The up and down is controlled by a limit switch. switch has a gear that rides on the drive gear.
You can remove housing without removing whole motor. There are four screws in the bottom of housing. The screws go in from ground- up.
Careful when you remove housing. the gears can easily jump out of housing. The wires are typically tight. and are routed under the gears to the motor itself.
I have found broken solder joints from vibration.
When you get into motor, check wiring to switches,ascertain that your ground is good. If no movement in either direction, you have electrical problem, typically ground. If ground is good, you will be able to go in one direction or the other.
You can always run wire to battery via your wiring harness to tow vehicle.
as long as you dont touch grey wire, which is ground, you can check motor.
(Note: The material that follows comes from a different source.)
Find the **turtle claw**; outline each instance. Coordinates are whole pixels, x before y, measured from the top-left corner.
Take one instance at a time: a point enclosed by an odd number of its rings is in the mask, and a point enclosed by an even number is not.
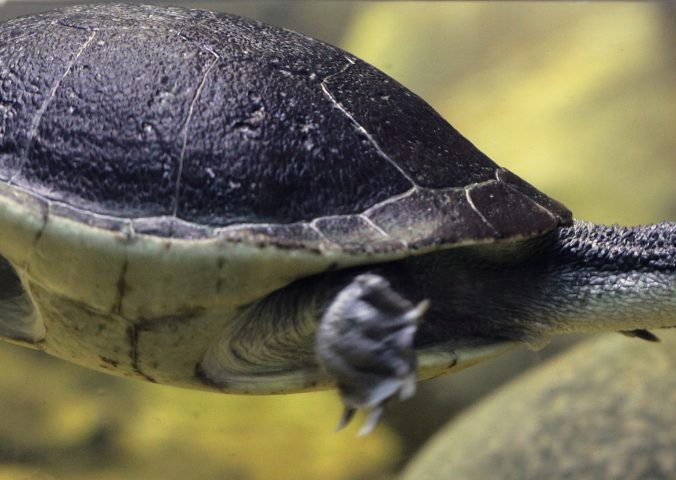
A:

The switch is a simple three position double throw switch. Cost about twenty dollars at Grainger.
Insure that motor is bad prior to removing motor, it is challenge to get motor back into housing with taught wiring. And if you really get inquisitive, and decide to take motor apart, watch for the brush springs taking off on you when you seperate shaft from field. (experience speaking here).
I have found that rarely a DC motor has gone bad. it is usually in the wiring and more often than not it is a ground problem.
The limit switch is a plastic arm that closes microswitch when extreme rotation is attained in either direction.
let me know if you need help in resetting limit switch.